Semper letteris mandate
Some people only know of Commander James Lovell because he was played by Tom Hanks in the movie Apollo 13. Others only know of Tom Hanks because he played Commander James Lovell. Either way, the real James Lovell was in Toronto last Sunday to speak at Convocation Hall. With him was John Bahcall, one of the prime movers for the Hubble Space Telescope.
Both men appeared under the auspices of the Global Knowledge Foundation, a University of Toronto group which, according to its mission statement, “showcases the world’s best keynote and workshop speakers.” If this seems a little vague, there’s a good reason for it. Last year (their first in operation), they snagged Stephen Hawking as speaker, a surprise coup that has seen them scrambling to catch up to their own reputation ever since. Nor have they done a bad job of it, although people still tend to get their initials wrong. “Even my father can’t keep it straight,” mourns Shahid Amed, Vice President and Chief Administrative Officer.

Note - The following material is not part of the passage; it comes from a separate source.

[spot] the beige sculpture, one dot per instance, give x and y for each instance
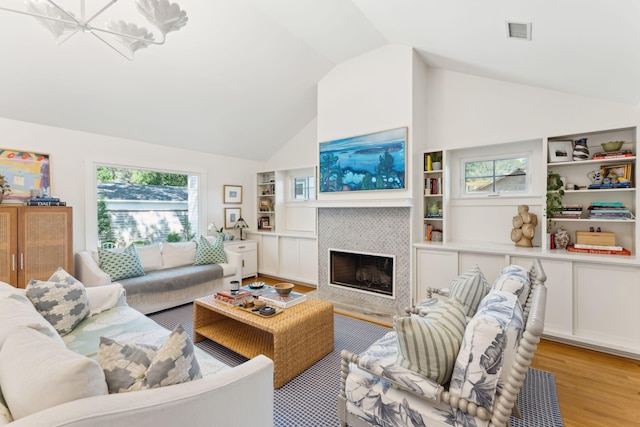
(524, 227)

This year’s speakers didn’t draw the same sell-out crowd that Hawking did, but between 700 to 800 people showed up to hear Bahcall reveal secrets of the Hubble Telescope, and Lovell tell of his near demise two hundred thousand miles from home. (Face it, that’s a story you can dine out on for easily a quarter of a century or more.)
John Bahcall was the first speaker, presenting a series of photos from the Hubble, many of which had never been seen by the public before. One, with the catchy name of “Planetary Nebula NGC 7027,” is a picture of what our own sun will look like millions of years from now — a gaseous cloud with mysterious filaments streaming from it. Another, of the 1987 supernova, shows strange rings that by all rights shouldn’t be there, but stubbornly refuse to go away.

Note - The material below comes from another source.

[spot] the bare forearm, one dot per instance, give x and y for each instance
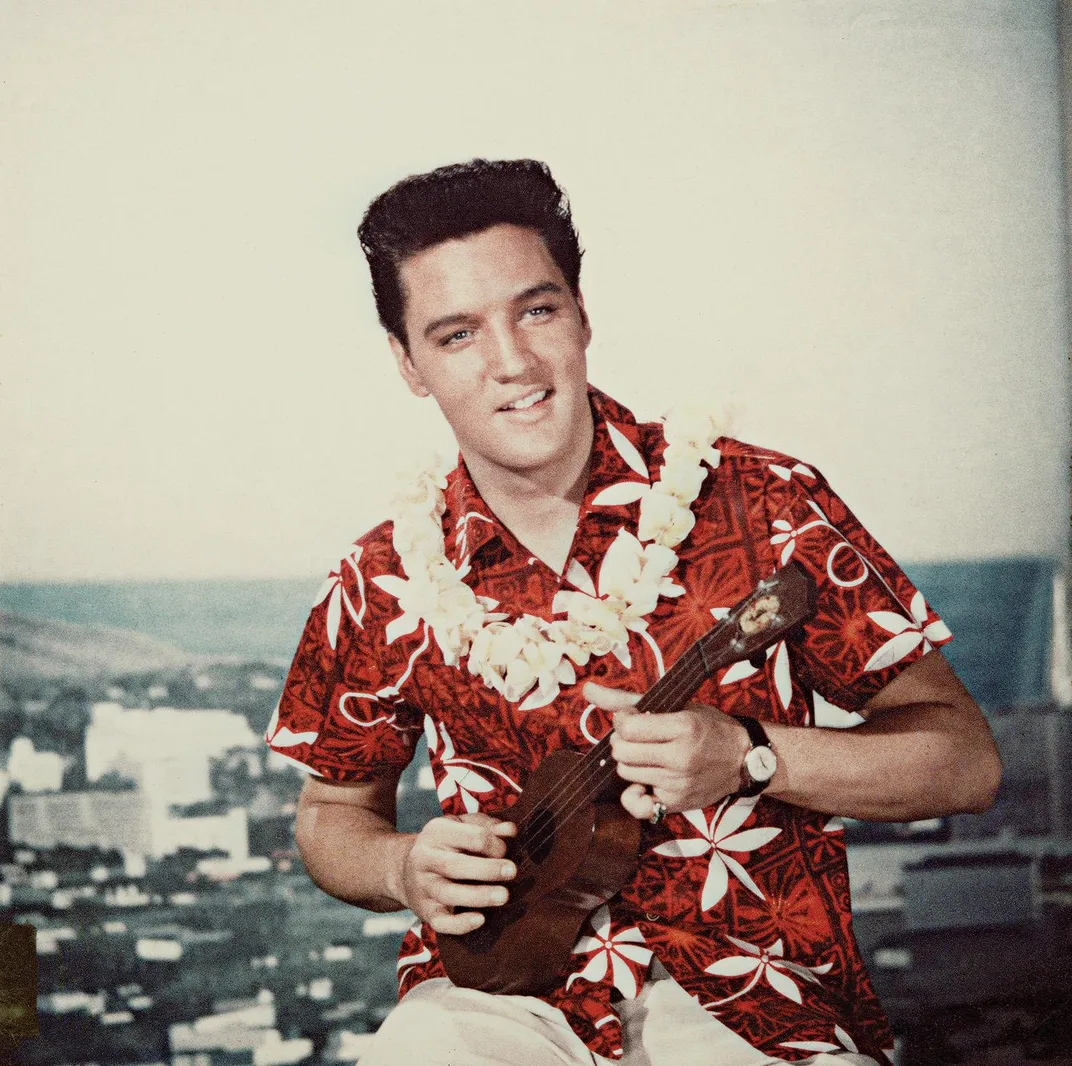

Following Bahcall, James Lovell took the stage. Lovell has the timing and instincts of the born raconteur. Moments after beginning to speak he was interrupted by a loud electrical explosion from his microphone. “Do we have a problem again?” he dead-panned. Unlike many other space commentators, Lovell does not believe tha the race to get a man on the moon was a mistake. “When JFK said that we would put a man on the oon by the end of the decade, did anyone hear him say anything about scientific research?” he asked the crowd. “No, you did not. It was a technological challenge to show the world that we could do it. The research ame later.” Although this goes against the conventional wisdom of writers like James P. Hogan, it is consistent with history. The attempt to round the Cape of Good Hope was not motivated by a desire to study marine life off the east coast of Africa, Columbus’ voyage to the new world had nothing to do with the urge to “seek out and discover new life, to boldly go where no man has gone before,” and even Captain Cook didn’t set out on his scientific tour of the world until Magellan and Drake had already done it for purely political reasons.

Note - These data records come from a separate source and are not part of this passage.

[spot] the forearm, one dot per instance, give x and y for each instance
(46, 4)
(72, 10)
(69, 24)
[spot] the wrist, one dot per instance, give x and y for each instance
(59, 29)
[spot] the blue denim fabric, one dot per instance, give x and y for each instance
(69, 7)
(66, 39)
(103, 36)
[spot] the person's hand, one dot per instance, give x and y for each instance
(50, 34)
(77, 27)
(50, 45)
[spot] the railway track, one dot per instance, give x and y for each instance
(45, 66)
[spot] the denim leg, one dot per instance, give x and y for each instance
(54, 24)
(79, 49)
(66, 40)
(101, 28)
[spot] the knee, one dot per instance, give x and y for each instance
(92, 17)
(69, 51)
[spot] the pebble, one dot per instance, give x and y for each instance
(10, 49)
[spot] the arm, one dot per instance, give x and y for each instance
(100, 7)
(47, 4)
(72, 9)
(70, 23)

Before the lecture, in an interview with The Independent, Captain Lovell talked about some of the effects of the space race on Russian technology. “The thing about the Russians was that they would never improve anything unless they had to,” he said. As an example he pointed to a high altitude craft, the MIG 25, they had developed in response to experimental work being done by the States. During a test flight, the pilot defected, allowing our own scientists a close-up look. “You know what they found?” Lovell asked. “The engines were amazing pieces of work — but the radar had vacuum tubes! They had been forced to improve the thrust in order to compete with us, but they figured the radar was good enough, and so they never thought to change it.”
Following the lectures, both Bahcall and Lovell were presented with paintings of fish by local artists. No explanation was offered, and both men looked politely puzzled. I don’t know what Bahcall may do with his, but Lovell at least co-owns a restaurant with his son in Illinois, and one of the house specialties is fish — so maybe he can hang it by the coat check.
In fact, if you ever get down to Lake Forest, drop into Lovell’s Lake Forest Inn and look around. Drop me a line. I’d be interested to know.